We usually only notice lust in its grossest form, but like every other effect that's blatant enough for us to see, it has causes that are themselves effects of more and more subtle causes. You can disarm this process at any point with mindfulness, but the trick is knowing what you're looking for, and having the energy to see through it.
As was said, little glances here and there, flirtatious talk, a split-second daydream, these all can snowball.
I have a real problem with flirting and getting carried away by lust. It used to undermine friendships or at least make them have an uncomfortable undercurrent of sexual tension all the time. It's more under control now, but still a work in process. I've also found viewing all people as your family members helps a lot, as well as fostering warmheartedness towards them
Also, depending on how strong your lust is, you may fall on your face over and over and over in your attempt. Lust has a way of flaring up unexpectedly and sweeping you away. Only a few moments may pass between chanting om mani padme hung and pleasuring yourself
All the more reason to be mindful of your warning signs/thoughts or triggers, and coolly see them for what they are.

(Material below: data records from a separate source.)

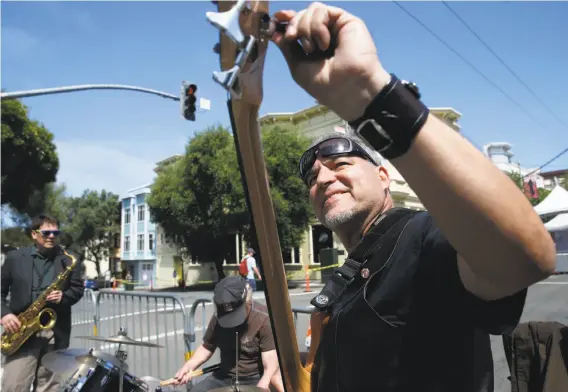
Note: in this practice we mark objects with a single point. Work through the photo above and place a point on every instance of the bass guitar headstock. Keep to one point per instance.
(243, 27)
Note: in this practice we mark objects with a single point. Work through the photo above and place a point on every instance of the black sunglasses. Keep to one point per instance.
(47, 233)
(338, 146)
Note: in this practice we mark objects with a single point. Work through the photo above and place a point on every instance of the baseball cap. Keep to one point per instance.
(230, 297)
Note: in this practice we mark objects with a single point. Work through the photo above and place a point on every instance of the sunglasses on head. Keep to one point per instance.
(329, 148)
(47, 233)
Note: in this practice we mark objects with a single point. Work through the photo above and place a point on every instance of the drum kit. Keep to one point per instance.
(89, 370)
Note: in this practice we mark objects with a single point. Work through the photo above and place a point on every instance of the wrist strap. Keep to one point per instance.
(393, 119)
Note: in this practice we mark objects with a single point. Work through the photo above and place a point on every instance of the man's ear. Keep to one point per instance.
(384, 176)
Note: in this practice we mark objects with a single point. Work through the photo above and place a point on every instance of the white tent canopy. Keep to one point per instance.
(555, 203)
(560, 222)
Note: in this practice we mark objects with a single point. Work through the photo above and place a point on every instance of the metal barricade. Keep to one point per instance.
(148, 317)
(83, 319)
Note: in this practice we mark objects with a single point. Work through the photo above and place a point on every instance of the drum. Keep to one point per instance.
(104, 376)
(153, 383)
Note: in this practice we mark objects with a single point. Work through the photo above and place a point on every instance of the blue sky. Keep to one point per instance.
(112, 139)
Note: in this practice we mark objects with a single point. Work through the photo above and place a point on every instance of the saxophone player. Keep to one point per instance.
(26, 273)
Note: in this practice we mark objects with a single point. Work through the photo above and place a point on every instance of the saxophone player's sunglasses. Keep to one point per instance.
(47, 233)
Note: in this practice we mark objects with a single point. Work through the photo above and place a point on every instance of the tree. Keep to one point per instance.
(51, 199)
(94, 220)
(518, 180)
(29, 158)
(199, 200)
(16, 237)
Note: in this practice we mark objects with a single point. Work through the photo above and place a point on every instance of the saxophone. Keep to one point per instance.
(36, 317)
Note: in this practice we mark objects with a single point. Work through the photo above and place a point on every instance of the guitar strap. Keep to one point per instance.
(376, 246)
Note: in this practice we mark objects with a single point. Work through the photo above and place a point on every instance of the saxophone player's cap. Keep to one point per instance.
(230, 297)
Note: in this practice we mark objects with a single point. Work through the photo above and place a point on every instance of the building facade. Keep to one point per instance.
(501, 154)
(555, 177)
(138, 236)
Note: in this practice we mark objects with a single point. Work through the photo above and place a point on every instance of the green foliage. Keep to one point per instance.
(517, 179)
(94, 220)
(89, 222)
(16, 237)
(199, 200)
(29, 158)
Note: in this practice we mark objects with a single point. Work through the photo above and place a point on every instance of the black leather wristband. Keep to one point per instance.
(393, 119)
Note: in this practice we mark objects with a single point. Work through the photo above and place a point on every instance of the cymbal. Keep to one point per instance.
(154, 382)
(65, 360)
(119, 339)
(242, 388)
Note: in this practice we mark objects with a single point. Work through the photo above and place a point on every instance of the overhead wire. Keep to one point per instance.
(516, 76)
(519, 79)
(479, 72)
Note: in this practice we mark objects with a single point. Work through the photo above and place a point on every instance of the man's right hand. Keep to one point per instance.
(354, 71)
(11, 323)
(183, 376)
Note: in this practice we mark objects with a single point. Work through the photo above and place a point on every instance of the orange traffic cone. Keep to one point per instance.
(308, 341)
(307, 290)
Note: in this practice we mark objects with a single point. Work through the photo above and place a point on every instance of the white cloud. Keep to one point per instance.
(86, 165)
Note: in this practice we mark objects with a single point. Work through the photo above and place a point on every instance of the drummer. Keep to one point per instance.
(236, 312)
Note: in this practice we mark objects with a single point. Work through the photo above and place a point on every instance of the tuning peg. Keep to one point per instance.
(228, 22)
(229, 80)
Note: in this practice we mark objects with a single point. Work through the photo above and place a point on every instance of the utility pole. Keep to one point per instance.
(186, 97)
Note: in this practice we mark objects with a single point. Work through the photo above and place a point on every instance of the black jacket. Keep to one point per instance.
(17, 272)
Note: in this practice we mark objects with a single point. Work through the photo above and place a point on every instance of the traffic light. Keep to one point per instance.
(188, 101)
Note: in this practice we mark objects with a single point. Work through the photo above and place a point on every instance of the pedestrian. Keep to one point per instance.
(252, 268)
(26, 273)
(236, 313)
(412, 307)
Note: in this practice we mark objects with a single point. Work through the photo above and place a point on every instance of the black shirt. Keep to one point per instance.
(43, 273)
(411, 325)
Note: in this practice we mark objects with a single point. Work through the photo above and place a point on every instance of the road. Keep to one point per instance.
(160, 321)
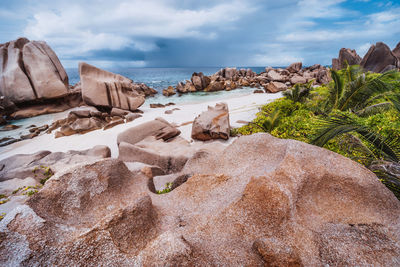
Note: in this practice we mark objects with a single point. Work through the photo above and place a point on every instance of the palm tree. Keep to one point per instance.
(299, 92)
(384, 151)
(271, 121)
(352, 88)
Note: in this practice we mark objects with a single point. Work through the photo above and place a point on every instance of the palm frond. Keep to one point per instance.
(357, 92)
(387, 148)
(395, 100)
(374, 109)
(336, 90)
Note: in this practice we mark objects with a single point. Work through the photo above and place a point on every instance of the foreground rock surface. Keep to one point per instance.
(105, 89)
(261, 201)
(212, 124)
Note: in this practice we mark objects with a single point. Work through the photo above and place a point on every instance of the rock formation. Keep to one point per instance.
(348, 56)
(87, 120)
(396, 51)
(261, 201)
(159, 128)
(212, 124)
(230, 78)
(105, 89)
(379, 58)
(30, 70)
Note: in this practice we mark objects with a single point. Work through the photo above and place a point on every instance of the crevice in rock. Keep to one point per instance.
(118, 91)
(108, 93)
(25, 71)
(52, 62)
(5, 55)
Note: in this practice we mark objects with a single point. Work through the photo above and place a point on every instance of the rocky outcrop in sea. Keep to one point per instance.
(379, 58)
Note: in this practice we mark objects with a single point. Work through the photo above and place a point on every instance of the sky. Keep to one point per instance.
(208, 33)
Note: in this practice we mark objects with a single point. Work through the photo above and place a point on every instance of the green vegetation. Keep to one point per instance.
(168, 188)
(45, 171)
(356, 115)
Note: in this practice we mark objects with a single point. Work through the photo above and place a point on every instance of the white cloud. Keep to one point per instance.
(363, 49)
(119, 24)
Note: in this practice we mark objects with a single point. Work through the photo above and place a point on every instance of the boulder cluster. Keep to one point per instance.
(379, 58)
(271, 80)
(260, 201)
(33, 82)
(86, 120)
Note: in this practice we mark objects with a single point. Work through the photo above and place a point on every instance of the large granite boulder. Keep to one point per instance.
(262, 201)
(21, 166)
(346, 55)
(106, 89)
(200, 81)
(275, 87)
(30, 70)
(295, 67)
(212, 124)
(159, 128)
(378, 58)
(169, 156)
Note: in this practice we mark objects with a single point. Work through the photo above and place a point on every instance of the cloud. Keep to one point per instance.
(201, 33)
(122, 24)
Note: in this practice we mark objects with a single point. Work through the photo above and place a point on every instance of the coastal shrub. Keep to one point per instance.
(45, 171)
(356, 115)
(167, 189)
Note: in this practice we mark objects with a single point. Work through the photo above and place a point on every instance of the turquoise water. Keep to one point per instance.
(158, 78)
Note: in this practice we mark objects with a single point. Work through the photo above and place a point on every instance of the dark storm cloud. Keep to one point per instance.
(201, 33)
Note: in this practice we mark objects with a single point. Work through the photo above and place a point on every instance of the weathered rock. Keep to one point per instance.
(169, 91)
(275, 76)
(81, 126)
(346, 55)
(30, 71)
(9, 127)
(230, 85)
(105, 89)
(230, 73)
(378, 58)
(158, 128)
(297, 79)
(215, 86)
(7, 107)
(21, 166)
(71, 100)
(118, 112)
(274, 87)
(132, 116)
(143, 89)
(113, 123)
(169, 156)
(295, 67)
(212, 124)
(200, 81)
(396, 51)
(261, 201)
(189, 87)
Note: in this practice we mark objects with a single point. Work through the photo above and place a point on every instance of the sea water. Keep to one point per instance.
(157, 78)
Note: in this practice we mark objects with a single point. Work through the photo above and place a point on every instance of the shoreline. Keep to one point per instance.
(242, 107)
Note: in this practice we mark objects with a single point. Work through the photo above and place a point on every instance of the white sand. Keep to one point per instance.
(240, 108)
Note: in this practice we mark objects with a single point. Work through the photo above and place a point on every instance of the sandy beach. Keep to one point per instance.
(240, 108)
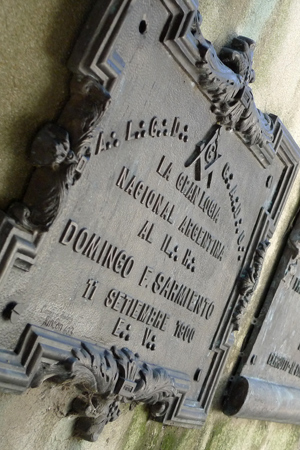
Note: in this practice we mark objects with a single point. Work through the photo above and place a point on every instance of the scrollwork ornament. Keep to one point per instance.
(60, 153)
(105, 379)
(225, 79)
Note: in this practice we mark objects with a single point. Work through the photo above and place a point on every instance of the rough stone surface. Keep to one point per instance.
(35, 41)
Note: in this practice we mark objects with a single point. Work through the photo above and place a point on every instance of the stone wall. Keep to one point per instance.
(35, 43)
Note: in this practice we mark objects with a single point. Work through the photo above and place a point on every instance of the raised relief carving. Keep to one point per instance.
(146, 262)
(225, 79)
(60, 153)
(248, 282)
(105, 378)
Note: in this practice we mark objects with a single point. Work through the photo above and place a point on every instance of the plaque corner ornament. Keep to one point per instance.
(60, 153)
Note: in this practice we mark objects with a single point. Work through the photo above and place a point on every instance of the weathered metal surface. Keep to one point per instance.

I remember a story of a person suffering greatly from lust asking either the Buddha or a master for advice, and he said to notice the cool and warm feelings in the body. There may be a strong electric feeling in your loins that is really largely a mental preoccupation. Imagining that warmth spreading back out through the body helps cool the fire.
So yeah, just be mindful, and especially be kind with yourself when you fail. Guilt didn't do a single thing for me for 10 years. Now, gentle patience and persistent mindfulness has been bearing modest fruit.
Please take the above post with a grain of salt.